In the pooled analysis, mortality from breast cancer at 10 years was 3.7% lower in favor of dose-dense regimens (P < .00001), with mortality rates of 19.5% for dose-dense regimens compared with 22.2% for standard chemotherapy schedules.

The investigators also found that reductions in rates of recurrence were similar for both estrogen-receptor (ER) positive and ER-negative disease. Tumor type or patient characteristics did not influence outcomes.

Importantly, there was no increase in mortality from non-breast-cancer causes between dose-intense treatment and standard chemotherapy.

Indeed, if anything, there were fewer deaths from causes other than breast cancer during the first year in which chemotherapy was given, the investigators noted.

Growth factor support is required for the administration of dose-dense chemotherapy, yet there did not appear to be any significant increase in toxicity with the dose-dense approach, although toxicity is difficult to measure in meta-analyses, Dr Gray noted.

"However, these trials achieved dose intensification.

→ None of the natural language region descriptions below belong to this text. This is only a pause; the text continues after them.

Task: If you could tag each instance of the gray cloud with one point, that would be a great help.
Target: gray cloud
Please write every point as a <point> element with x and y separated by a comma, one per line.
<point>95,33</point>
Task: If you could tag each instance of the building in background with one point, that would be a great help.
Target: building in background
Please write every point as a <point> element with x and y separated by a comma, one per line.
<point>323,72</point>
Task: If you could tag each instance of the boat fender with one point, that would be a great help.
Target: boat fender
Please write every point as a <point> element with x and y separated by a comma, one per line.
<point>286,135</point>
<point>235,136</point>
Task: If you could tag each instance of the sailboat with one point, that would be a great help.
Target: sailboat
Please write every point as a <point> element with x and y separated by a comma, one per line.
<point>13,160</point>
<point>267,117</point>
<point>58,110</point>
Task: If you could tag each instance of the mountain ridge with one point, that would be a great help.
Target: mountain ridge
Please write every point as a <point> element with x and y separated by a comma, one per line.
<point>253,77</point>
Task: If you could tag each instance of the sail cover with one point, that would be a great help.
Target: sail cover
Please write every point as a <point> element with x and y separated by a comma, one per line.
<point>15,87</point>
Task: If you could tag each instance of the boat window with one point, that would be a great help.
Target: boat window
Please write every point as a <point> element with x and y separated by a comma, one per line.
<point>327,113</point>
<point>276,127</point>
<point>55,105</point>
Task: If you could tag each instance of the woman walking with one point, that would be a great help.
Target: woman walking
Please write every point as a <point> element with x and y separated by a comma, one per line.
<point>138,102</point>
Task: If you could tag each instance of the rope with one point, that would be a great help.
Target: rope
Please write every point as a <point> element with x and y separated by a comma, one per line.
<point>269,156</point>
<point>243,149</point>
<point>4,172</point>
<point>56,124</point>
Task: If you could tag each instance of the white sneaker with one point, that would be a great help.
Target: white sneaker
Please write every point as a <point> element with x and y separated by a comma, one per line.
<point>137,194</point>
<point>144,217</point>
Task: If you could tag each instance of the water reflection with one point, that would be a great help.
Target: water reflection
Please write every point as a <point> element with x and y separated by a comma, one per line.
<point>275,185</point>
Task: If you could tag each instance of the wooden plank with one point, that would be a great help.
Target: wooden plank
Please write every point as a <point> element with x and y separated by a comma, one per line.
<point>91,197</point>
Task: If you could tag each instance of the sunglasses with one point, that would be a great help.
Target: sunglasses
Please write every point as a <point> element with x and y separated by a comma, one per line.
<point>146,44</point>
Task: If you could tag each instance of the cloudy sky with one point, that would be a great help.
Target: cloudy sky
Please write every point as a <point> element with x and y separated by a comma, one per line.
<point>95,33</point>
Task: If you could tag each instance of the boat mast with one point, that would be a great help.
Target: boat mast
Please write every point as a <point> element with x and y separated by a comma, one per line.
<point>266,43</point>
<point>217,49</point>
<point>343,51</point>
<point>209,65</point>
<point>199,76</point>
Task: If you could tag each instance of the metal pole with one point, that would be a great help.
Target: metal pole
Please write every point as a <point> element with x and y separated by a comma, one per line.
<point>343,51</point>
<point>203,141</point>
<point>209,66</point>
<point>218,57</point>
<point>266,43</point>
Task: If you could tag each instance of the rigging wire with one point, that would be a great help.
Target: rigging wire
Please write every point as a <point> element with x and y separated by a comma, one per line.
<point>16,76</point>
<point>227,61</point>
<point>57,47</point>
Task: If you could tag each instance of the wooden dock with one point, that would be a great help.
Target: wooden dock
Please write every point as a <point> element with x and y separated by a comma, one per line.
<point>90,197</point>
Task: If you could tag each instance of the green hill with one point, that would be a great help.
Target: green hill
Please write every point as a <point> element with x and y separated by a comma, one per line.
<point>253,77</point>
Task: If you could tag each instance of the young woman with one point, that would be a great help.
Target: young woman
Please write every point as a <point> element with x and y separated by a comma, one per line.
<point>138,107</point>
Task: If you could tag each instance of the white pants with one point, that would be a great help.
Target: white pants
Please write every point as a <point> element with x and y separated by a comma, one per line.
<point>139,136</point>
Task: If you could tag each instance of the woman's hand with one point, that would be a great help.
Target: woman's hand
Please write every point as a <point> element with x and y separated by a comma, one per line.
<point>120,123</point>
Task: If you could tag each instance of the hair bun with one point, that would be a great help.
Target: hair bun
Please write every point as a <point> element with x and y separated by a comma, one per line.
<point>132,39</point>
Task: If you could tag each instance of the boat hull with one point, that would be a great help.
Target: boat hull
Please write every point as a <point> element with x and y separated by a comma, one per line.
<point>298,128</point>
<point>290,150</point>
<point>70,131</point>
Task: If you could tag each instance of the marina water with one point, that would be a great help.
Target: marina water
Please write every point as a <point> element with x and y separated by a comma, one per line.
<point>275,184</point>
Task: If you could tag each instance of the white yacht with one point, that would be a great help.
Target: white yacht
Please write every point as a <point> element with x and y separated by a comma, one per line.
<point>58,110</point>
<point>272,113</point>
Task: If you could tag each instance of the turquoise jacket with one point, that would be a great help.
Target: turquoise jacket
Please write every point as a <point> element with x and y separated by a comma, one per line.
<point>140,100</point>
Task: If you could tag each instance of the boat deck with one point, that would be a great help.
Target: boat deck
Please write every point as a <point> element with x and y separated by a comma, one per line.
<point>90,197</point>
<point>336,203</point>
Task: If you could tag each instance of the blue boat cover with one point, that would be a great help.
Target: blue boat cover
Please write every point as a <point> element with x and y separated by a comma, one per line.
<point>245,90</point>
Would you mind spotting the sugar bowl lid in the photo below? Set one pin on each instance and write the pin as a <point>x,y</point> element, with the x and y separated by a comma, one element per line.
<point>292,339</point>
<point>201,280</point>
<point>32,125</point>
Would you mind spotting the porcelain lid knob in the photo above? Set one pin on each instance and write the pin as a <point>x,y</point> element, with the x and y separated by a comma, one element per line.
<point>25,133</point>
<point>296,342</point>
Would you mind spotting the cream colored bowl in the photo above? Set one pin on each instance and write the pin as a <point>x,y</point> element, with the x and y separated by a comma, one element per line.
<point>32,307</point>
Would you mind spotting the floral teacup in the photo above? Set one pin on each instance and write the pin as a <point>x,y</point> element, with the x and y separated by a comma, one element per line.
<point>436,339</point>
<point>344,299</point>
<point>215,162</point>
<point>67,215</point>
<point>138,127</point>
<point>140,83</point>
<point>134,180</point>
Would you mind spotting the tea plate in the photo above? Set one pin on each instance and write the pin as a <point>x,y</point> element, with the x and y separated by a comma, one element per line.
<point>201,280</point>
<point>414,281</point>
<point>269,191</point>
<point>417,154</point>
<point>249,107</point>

There were fewer recurrences and lower mortality rates at 10 years compared with standard chemotherapy, and it is quite remarkable how consistent all of these various approaches were in favoring dose intensification," Dr Gray emphasized.

"Since a standard schedule of anthracycline followed by a taxane reduces breast cancer mortality by about one third, using a dose-intensification approach means you get almost a 50% reduction in the [relative] risk of breast cancer mortality [compared to no chemotherapy], so it's very important to identify the step-by-step gains we've been making in this disease," Dr Gray concluded.

Commenting on the study, conference moderator Virginia Kaklamani, MD, professor of medicine, UT Health Science Center, San Antonio, Texas, told the press that in fact, many oncologists in the United States are already using dose-intensification strategies for the treatment of breast cancer on the basis of findings from several previously reported pivotal trials that support the superiority of dose intensification over conventional chemotherapy.

"What's interesting is we used to give chemotherapy over 6 months, and with this approach, we can give it over 4 months, so patients prefer it, and with growth factor support, the toxicity can actually be less than it is with standard chemotherapy," Dr Kaklamani said.

"So if you give chemotherapy the right way, you greatly enhance its benefit, and even though we are all talking about new treatments like immunotherapy, the main treatment I offer my patients every single day is still chemotherapy, and I'd rather make that chemotherapy better ― and better tolerated," Dr Kaklamani added.

The study was funded by Cancer Research UK, the Medical Research Council, the British Heart Foundation, and the University of Oxford. Dr Gray and Dr Kaklamani have disclosed no relevant financial relationships.

San Antonio Breast Cancer Symposium (SABCS) 2017: Abstract GS1-0. Presented December 6, 2017.